今、アメリカの監獄は精神病院がわり

患者は治療を受けるかわりに

罰を受けている

アメリカ・菊村 憂

2001年 3月15日
通巻 1071号

 

 全体がシーンと静まりかえっているので、小さな音もすぐ響いてきます。下の階からでしょうか、絶え間なくトントコトントン、トントンと同じ拍子で壁を打つ者がいます。これで3日目です。1日中ずっと同じ拍子を繰り返すのです。多分スプリング・フィールド送りなのでしょう。
ミズリー州のスプリング・フィールドには連邦の刑務所病院があり、外傷・内傷・内病・精神病全ての病の重症者が送られます。今、アメリカの監獄は精神病院がわりになっているともいわれ、全部で合わせて200万ともいわれる囚人のうち、その1/5から1/4は精神病を患っているといわれます。フローレンスのADXも、シャワー室は鉄板製で、打てばグゥアーンと大きいドラ以上の音でそこら中に響き返り、ずーと離れた舎房にも聞こえてくるのですが、薬がきれるとそれを2時間も3時間も打ち続けるのです。
 それはADXにいる時でしたか、寝静まった午前1時ころ、突然階上の囚人の薬が切れ、それをやられ、真下の階にいたボクの房内は、朝方5時近くまでグゥアーングゥアンと響きまくっていました。
 今回のマリオンでは一晩中「演説」をやったり、ある時、突然にエクソシストの女の子に悪魔がとりついたあのシーンのように、悪魔の声のようにして、呪いの声を上げたりする者もいました。
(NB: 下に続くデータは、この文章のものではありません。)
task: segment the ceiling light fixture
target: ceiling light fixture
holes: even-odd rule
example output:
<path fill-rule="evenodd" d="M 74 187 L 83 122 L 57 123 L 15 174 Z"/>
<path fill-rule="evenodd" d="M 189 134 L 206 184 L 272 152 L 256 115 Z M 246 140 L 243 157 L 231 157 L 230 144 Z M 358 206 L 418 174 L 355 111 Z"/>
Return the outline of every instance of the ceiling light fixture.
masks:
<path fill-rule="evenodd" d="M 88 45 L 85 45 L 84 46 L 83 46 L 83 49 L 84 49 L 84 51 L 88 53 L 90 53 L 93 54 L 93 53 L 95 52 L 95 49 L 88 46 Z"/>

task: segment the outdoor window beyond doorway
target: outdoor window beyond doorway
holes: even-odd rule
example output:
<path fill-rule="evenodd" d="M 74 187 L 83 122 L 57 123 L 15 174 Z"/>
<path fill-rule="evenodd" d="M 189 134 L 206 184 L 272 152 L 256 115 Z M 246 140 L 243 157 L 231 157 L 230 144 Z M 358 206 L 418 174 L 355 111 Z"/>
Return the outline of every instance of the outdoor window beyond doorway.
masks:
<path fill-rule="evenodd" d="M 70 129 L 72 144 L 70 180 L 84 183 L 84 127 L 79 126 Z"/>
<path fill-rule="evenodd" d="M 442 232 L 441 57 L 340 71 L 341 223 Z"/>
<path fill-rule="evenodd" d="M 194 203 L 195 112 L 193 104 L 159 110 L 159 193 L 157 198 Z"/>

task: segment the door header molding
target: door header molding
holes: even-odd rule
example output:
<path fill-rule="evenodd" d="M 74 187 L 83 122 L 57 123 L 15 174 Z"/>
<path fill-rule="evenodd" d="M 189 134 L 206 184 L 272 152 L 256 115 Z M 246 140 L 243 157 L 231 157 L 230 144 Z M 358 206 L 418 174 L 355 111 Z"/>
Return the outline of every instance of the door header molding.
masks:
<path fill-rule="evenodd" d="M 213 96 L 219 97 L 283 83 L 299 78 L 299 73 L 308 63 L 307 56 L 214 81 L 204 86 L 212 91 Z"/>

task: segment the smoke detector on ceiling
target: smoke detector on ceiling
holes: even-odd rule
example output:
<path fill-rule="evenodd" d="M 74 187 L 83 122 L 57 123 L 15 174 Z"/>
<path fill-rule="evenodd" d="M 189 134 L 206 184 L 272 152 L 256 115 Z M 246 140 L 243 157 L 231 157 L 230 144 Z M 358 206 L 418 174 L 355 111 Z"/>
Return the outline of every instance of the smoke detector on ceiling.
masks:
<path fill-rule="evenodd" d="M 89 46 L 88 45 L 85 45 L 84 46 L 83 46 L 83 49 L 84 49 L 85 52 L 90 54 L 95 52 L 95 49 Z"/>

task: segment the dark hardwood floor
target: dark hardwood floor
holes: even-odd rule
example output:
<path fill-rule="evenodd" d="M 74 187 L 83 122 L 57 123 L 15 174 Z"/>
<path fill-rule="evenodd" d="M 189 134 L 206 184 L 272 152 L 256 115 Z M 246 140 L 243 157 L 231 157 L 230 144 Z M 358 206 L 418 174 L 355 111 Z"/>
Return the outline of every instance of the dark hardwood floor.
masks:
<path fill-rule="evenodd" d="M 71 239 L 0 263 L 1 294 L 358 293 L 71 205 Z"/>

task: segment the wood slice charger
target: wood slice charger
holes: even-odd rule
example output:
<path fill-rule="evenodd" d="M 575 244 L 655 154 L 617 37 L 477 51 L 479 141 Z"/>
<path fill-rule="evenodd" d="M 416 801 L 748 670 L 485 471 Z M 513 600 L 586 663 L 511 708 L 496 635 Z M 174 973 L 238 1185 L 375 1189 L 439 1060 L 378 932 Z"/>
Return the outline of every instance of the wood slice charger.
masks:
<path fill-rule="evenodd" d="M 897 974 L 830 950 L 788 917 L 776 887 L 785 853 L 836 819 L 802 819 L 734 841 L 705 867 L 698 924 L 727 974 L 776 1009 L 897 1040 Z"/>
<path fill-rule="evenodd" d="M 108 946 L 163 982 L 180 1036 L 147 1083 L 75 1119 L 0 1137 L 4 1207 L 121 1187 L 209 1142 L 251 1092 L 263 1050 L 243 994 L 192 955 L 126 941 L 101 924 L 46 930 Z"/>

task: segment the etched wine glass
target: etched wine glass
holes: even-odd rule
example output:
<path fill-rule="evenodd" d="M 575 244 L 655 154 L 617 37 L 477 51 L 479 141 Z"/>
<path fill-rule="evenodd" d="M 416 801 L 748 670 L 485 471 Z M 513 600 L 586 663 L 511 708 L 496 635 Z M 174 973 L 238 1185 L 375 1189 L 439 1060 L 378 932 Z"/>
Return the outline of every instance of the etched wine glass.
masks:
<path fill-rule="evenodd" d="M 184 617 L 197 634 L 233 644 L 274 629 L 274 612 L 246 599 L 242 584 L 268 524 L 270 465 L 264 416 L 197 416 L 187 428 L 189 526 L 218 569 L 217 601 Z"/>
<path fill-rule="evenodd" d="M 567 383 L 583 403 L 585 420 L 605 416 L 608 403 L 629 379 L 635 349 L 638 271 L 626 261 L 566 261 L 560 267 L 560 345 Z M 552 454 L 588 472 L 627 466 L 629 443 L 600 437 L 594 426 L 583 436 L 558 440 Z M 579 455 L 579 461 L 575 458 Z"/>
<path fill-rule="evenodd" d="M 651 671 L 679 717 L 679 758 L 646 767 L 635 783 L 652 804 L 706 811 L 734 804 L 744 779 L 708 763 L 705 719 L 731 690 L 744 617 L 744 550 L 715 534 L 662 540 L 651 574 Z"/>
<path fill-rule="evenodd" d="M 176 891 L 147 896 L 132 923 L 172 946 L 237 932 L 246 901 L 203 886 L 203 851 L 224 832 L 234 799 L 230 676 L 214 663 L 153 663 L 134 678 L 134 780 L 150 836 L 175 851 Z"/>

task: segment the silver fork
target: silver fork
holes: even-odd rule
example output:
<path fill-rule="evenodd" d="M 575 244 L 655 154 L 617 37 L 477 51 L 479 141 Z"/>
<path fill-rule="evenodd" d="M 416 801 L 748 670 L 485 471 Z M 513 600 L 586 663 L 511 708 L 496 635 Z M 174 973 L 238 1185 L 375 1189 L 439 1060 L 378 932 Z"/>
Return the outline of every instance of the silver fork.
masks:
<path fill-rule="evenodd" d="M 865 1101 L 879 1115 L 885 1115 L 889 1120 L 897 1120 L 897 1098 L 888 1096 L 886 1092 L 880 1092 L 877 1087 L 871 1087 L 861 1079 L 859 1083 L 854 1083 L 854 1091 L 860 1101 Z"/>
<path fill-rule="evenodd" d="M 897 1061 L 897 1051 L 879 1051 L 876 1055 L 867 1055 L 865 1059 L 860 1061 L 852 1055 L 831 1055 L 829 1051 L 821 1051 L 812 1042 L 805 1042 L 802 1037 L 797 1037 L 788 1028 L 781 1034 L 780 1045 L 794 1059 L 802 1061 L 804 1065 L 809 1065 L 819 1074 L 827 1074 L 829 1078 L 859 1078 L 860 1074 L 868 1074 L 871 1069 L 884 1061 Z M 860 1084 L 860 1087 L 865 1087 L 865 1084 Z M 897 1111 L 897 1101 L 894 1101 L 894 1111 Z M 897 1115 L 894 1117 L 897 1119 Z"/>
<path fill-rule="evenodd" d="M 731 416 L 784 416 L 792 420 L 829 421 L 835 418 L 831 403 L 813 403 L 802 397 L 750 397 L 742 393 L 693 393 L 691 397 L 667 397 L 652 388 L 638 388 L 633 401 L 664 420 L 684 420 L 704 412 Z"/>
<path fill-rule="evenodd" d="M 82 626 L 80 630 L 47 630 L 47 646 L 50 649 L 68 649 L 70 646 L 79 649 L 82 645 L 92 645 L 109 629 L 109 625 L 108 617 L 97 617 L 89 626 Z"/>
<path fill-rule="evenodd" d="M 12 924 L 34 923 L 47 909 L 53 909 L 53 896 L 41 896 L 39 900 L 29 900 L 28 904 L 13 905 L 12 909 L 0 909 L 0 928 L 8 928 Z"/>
それを聞いていると、科学や精神医学のなかった中世、人々が悪魔が人間にとりつくのを信じたことは十分に納得できました。
 またマリオンでは、医療助手が1日1回は回っていて医者は回ってこないのですが、精神科医は3日に1回は回ってきていました。10人前後しかいない舎房で4〜5人がその患者なのです。ADXにしても似たようなものでしょう。
 端的にいって刑務所は彼らを治療する所ではありません。彼らは彼らの病ゆえに治療を受けるかわりに罰を受けているのです。
 社会が正常ではないが故に―競争の中での不幸に対しての報復感情を満足させることを最高の政治とし、そのような汚れた政治のもとで、犯罪に断固とした報復を加えることで満足させることを最高の政治とし、そのような汚れた政治のもとで、犯罪に断固とした社会を歌い上げ、それで囚人、犯罪者に断固として報復を加えることで満足する社会。すなわち、社会の痛みを実質的に変えることなく、人間の報復感情と消費資本主義社会の物質的裕福さで満足する社会であるが故に―政治は犯罪人と囚人を作り上げ、すなわちそのような社会に必然的に伴うドラッグの病にかかった者を犯罪人に仕立て、そして精神の病にかかった者を犯罪人に仕立てあげます。それだけでなく、そのような政治は更にそのような犯罪人を囚人とさせ、奴隷とさせる監獄そのものをアメリカの一大産業に仕立て、アメリカの病そのものを国家のシステムとさせ、資本主義化させているのです。それが今日のアメリカの姿なのです。
 現にアメリカの囚人の50%近くがドラッグ関係で、20%〜25%が精神的病に患る者たちです。そして今や、刑務所の民営化=資本主義化は、今日のアメリカになくてはならないものになってます。そのようなアメリカの一大産業となったプリズン・インダストリーの要になるのがこのオクラホマ中継刑務所であり、底辺で保証するのがマキシマン・プリゾンのフロレンスのADXなのです。